IBIS team including our researcher Davoud Torkamaneh develops genomic analysis method that reduces plastic waste by 90%
A team from the Institute for Integrative and Systems Biology (IBIS), including our researcher Davoud Torkamaneh, a professor in the Faculty of Agricultural and Food Sciences at Laval University, has developed a method that substantially reduces the volume of plastic waste and the costs associated with genomic analysis.
If you’ve done in-house testing for COVID-19, you’ve probably noticed that swabs, vials, tubes and tube racks end their useful life in the trash. Now imagine the amount of waste generated by laboratories performing much more sophisticated genomic analysis on tens of thousands of samples each year.

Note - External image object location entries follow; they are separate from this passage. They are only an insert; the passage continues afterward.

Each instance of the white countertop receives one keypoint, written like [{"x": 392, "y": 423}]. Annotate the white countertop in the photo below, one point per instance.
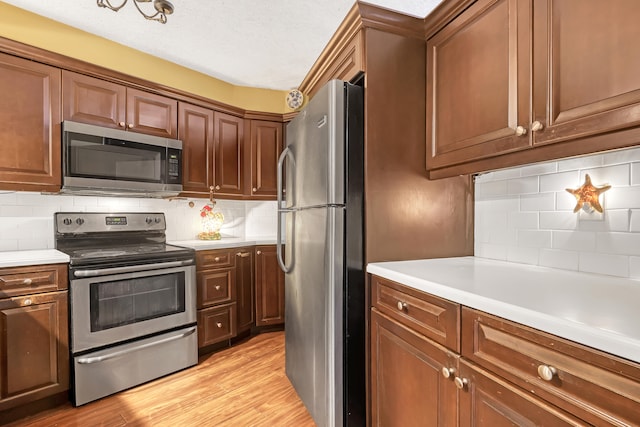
[
  {"x": 35, "y": 257},
  {"x": 225, "y": 242},
  {"x": 595, "y": 310}
]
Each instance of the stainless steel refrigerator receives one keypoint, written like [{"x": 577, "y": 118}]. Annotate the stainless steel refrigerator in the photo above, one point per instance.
[{"x": 322, "y": 254}]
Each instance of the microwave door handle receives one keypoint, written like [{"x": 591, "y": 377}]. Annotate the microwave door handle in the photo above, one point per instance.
[
  {"x": 98, "y": 359},
  {"x": 130, "y": 269},
  {"x": 286, "y": 153}
]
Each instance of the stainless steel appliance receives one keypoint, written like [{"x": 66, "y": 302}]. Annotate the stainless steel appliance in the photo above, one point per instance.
[
  {"x": 104, "y": 161},
  {"x": 132, "y": 301},
  {"x": 324, "y": 282}
]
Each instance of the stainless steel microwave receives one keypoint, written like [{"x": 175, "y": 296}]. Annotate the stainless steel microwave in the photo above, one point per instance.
[{"x": 113, "y": 162}]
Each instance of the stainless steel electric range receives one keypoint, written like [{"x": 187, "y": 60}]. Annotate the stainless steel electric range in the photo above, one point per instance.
[{"x": 132, "y": 301}]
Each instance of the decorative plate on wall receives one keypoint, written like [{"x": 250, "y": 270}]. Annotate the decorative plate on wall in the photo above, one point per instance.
[{"x": 295, "y": 99}]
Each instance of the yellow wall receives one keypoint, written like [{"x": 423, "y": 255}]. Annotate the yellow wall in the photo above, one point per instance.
[{"x": 35, "y": 30}]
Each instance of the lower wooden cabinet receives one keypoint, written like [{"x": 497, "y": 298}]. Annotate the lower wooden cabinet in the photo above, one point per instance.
[
  {"x": 269, "y": 287},
  {"x": 407, "y": 385},
  {"x": 34, "y": 351}
]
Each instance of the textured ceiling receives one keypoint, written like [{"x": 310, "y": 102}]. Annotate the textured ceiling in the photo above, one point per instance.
[{"x": 258, "y": 43}]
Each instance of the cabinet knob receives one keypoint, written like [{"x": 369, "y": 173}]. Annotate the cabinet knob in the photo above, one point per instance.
[
  {"x": 536, "y": 126},
  {"x": 461, "y": 383},
  {"x": 547, "y": 372},
  {"x": 447, "y": 372}
]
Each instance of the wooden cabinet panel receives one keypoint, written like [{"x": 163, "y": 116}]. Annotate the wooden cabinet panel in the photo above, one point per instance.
[
  {"x": 34, "y": 353},
  {"x": 16, "y": 281},
  {"x": 434, "y": 317},
  {"x": 266, "y": 146},
  {"x": 244, "y": 290},
  {"x": 152, "y": 114},
  {"x": 269, "y": 287},
  {"x": 597, "y": 387},
  {"x": 488, "y": 401},
  {"x": 229, "y": 152},
  {"x": 407, "y": 386},
  {"x": 587, "y": 71},
  {"x": 30, "y": 135},
  {"x": 103, "y": 103},
  {"x": 93, "y": 101},
  {"x": 195, "y": 130},
  {"x": 216, "y": 324},
  {"x": 478, "y": 83}
]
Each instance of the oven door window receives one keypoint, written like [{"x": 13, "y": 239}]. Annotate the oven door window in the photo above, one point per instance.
[
  {"x": 123, "y": 302},
  {"x": 106, "y": 158}
]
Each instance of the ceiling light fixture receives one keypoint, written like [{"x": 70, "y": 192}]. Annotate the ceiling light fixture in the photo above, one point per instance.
[{"x": 163, "y": 8}]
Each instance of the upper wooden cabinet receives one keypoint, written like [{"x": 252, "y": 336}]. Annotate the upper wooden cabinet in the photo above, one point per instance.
[
  {"x": 266, "y": 146},
  {"x": 213, "y": 151},
  {"x": 100, "y": 102},
  {"x": 30, "y": 132},
  {"x": 506, "y": 76}
]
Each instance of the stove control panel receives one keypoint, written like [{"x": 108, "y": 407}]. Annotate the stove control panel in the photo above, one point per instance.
[{"x": 93, "y": 222}]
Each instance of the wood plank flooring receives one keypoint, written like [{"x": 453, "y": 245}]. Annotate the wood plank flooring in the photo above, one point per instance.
[{"x": 244, "y": 385}]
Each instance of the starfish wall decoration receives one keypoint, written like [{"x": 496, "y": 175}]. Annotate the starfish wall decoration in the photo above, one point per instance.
[{"x": 587, "y": 196}]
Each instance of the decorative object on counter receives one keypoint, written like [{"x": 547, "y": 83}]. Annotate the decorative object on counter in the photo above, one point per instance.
[
  {"x": 211, "y": 221},
  {"x": 163, "y": 8},
  {"x": 587, "y": 196}
]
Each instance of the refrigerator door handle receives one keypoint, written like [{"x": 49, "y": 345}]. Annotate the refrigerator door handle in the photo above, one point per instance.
[{"x": 286, "y": 153}]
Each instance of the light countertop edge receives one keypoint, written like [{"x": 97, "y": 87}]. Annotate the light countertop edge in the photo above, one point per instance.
[
  {"x": 612, "y": 342},
  {"x": 32, "y": 257}
]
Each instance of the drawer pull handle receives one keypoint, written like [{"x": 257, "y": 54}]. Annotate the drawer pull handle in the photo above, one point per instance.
[
  {"x": 447, "y": 372},
  {"x": 547, "y": 372},
  {"x": 461, "y": 383}
]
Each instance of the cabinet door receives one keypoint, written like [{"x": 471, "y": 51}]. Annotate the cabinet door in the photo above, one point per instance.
[
  {"x": 195, "y": 130},
  {"x": 269, "y": 287},
  {"x": 486, "y": 400},
  {"x": 244, "y": 290},
  {"x": 152, "y": 114},
  {"x": 266, "y": 145},
  {"x": 30, "y": 131},
  {"x": 228, "y": 156},
  {"x": 587, "y": 67},
  {"x": 34, "y": 355},
  {"x": 93, "y": 101},
  {"x": 407, "y": 385},
  {"x": 478, "y": 83}
]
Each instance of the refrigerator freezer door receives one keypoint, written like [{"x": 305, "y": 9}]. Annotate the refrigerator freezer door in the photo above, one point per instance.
[
  {"x": 313, "y": 312},
  {"x": 316, "y": 138}
]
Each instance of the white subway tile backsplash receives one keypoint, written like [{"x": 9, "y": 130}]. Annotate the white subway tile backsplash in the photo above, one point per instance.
[
  {"x": 541, "y": 226},
  {"x": 555, "y": 258},
  {"x": 613, "y": 265}
]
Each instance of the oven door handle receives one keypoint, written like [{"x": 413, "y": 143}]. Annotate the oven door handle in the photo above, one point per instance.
[
  {"x": 131, "y": 268},
  {"x": 98, "y": 359}
]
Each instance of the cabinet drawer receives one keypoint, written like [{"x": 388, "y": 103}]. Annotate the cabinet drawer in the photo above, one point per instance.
[
  {"x": 216, "y": 324},
  {"x": 596, "y": 387},
  {"x": 434, "y": 317},
  {"x": 17, "y": 281},
  {"x": 219, "y": 258},
  {"x": 215, "y": 287}
]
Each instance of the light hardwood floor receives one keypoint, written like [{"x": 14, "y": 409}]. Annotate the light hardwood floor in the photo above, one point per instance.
[{"x": 244, "y": 385}]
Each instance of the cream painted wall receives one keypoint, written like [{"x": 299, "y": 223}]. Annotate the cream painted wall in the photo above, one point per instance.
[{"x": 31, "y": 29}]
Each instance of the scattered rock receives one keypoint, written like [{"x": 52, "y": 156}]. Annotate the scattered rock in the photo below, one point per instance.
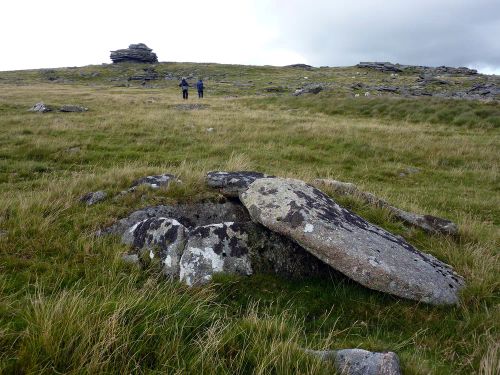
[
  {"x": 134, "y": 53},
  {"x": 161, "y": 238},
  {"x": 212, "y": 249},
  {"x": 362, "y": 251},
  {"x": 301, "y": 66},
  {"x": 153, "y": 182},
  {"x": 360, "y": 362},
  {"x": 93, "y": 197},
  {"x": 231, "y": 184},
  {"x": 428, "y": 223},
  {"x": 40, "y": 107},
  {"x": 309, "y": 89},
  {"x": 381, "y": 66},
  {"x": 72, "y": 108}
]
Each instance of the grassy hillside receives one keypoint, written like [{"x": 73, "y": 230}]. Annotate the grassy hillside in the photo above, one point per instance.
[{"x": 68, "y": 304}]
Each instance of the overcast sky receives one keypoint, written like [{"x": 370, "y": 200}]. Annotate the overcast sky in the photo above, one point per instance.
[{"x": 59, "y": 33}]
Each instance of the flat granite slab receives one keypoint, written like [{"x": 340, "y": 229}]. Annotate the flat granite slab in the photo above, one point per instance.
[{"x": 362, "y": 251}]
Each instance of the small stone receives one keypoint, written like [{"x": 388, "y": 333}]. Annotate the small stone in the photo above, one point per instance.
[{"x": 93, "y": 197}]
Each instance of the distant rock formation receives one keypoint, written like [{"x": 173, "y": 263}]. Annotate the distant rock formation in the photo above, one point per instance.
[
  {"x": 134, "y": 53},
  {"x": 397, "y": 68}
]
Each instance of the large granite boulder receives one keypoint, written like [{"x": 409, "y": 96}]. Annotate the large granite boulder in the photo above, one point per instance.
[
  {"x": 231, "y": 184},
  {"x": 360, "y": 362},
  {"x": 138, "y": 53},
  {"x": 161, "y": 238},
  {"x": 213, "y": 249},
  {"x": 362, "y": 251}
]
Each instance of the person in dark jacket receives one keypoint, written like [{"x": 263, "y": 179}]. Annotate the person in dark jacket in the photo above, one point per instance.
[
  {"x": 199, "y": 86},
  {"x": 184, "y": 85}
]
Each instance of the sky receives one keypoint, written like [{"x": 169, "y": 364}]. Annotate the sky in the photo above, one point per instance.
[{"x": 57, "y": 33}]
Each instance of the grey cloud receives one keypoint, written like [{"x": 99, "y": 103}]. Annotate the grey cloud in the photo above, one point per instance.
[{"x": 446, "y": 32}]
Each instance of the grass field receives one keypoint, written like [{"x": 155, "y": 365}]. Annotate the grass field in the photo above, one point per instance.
[{"x": 68, "y": 304}]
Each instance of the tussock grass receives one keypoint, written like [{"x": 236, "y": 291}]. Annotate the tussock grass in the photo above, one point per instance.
[{"x": 68, "y": 304}]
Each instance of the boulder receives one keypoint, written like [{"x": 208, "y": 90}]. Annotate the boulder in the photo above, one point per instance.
[
  {"x": 161, "y": 238},
  {"x": 138, "y": 53},
  {"x": 429, "y": 223},
  {"x": 213, "y": 249},
  {"x": 40, "y": 107},
  {"x": 93, "y": 197},
  {"x": 362, "y": 251},
  {"x": 73, "y": 108},
  {"x": 154, "y": 182},
  {"x": 231, "y": 184},
  {"x": 360, "y": 362}
]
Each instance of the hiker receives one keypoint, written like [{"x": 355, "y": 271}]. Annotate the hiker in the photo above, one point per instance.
[
  {"x": 184, "y": 85},
  {"x": 199, "y": 86}
]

It was this concern that prompted François Belzile and Davoud Torkamaneh, professors in the Department of Plant Sciences, and Brian Boyle, coordinator of the genomic analysis platform at Laval University’s Institute of Integrative and Systems Biology (IBIS), to look for greener ways to conduct genomic analyses. And the solution they found is yielding spectacular results: it reduces the volume of plastic waste by 90%, while cutting analysis costs by 70%.
The key to these improvements? “We adapted an existing technology so that we could perform genomic analysis on very small sample volumes,” explains Professor Torkamaneh. Moreover, thanks to this process, it is no longer necessary to use pipette tips during manipulations.”